I waited a couple of minutes, drilling her with my gaze to convey the seriousness of my intentions, I had to find out everything.

"Well," she started smiling weakly, and this smile made my heart tremble, there was so much pain and peculiar humility in it. "It was to be expected. After all Lillian is..."

"What does Lillian have to do with any of it," I snorted.

Then I put down the empty glass and reached for Tomiko's palms; she was still standing next to the bed, and we were close enough friends that I wanted to shove her out of this painful state somehow, or at least find out what all the fuss is about. 

"I'm talking about Rosalie, she was sitting next to me, I started to get sorta high on painkillers, but at the same time when it... that burning started, I couldn't seem to get away from her scent. As if everything focused on her alone. If it wasn't for this... it's like a physical impossibility to forget such a thing. So if it wasn't for this scent, I probably wouldn't remember all this mess. Tomiko, what was that?"

"No, no, no," Tomiko said rapidly, and now her painful expression became even more horrified. "You can't. This is the death of the soul. This... No, no, no. I won't allow you."

"Tomiko, snap out," I squeezed her hand. "In order to not allow something, you need to explain it to me, and be truthful. Tomiko, trust me. It's just a scent and some odd obsession, nothing more. You know me. I can overcome this."

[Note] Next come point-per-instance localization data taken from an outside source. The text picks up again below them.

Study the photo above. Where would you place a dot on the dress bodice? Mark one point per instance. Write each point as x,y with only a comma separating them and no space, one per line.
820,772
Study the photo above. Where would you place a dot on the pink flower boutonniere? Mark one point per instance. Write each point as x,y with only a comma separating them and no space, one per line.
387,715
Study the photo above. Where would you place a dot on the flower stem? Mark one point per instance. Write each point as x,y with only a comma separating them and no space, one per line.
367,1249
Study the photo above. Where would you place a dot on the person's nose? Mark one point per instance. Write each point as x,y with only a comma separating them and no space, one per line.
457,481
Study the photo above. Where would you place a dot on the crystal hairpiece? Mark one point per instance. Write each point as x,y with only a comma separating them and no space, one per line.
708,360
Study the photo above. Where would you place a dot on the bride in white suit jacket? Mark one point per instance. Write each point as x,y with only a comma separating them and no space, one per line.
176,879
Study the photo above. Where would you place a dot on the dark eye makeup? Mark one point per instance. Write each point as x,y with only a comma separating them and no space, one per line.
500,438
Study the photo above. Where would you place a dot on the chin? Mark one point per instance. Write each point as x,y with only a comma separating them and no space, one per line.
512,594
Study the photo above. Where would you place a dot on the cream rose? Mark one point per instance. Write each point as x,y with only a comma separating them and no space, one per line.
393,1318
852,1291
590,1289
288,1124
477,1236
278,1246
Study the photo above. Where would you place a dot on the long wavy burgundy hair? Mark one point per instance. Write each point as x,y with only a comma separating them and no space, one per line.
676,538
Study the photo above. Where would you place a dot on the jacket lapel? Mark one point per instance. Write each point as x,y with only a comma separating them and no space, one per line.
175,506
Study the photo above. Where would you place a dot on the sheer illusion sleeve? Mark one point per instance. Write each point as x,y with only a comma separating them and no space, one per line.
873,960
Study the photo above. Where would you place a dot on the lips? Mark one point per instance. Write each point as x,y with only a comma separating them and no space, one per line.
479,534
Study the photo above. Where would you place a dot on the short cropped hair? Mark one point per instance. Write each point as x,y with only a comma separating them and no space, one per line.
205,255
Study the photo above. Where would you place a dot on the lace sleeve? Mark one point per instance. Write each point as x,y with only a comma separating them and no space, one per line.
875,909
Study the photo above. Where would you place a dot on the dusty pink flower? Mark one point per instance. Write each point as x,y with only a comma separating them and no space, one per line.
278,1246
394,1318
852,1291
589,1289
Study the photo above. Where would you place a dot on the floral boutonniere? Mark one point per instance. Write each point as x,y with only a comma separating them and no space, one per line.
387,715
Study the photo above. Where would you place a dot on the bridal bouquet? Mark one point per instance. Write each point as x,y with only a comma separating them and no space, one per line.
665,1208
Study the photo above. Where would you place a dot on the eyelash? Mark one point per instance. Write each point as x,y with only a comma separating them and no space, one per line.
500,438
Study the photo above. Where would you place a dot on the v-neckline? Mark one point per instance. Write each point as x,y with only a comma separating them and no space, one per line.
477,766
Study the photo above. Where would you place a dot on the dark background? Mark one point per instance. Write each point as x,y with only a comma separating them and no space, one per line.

"Yes, yes, yes, it's a surrogate state," she muttered. "It doesn't affect as much, not like that."

"What the hell are you talking about, Tom," I pulled her towards me and forced her to sit next to me, because she clearly wasn't going to wrest herself out. "Some order, okay?"

"Allright." 

She stopped avoiding looking me in the eye, but the usual trusting eye-to-eye contact didn't calm me down this time, not in the slightest.

"I'll tell you everything," she firmly said.

Her pupils were elongated vertically.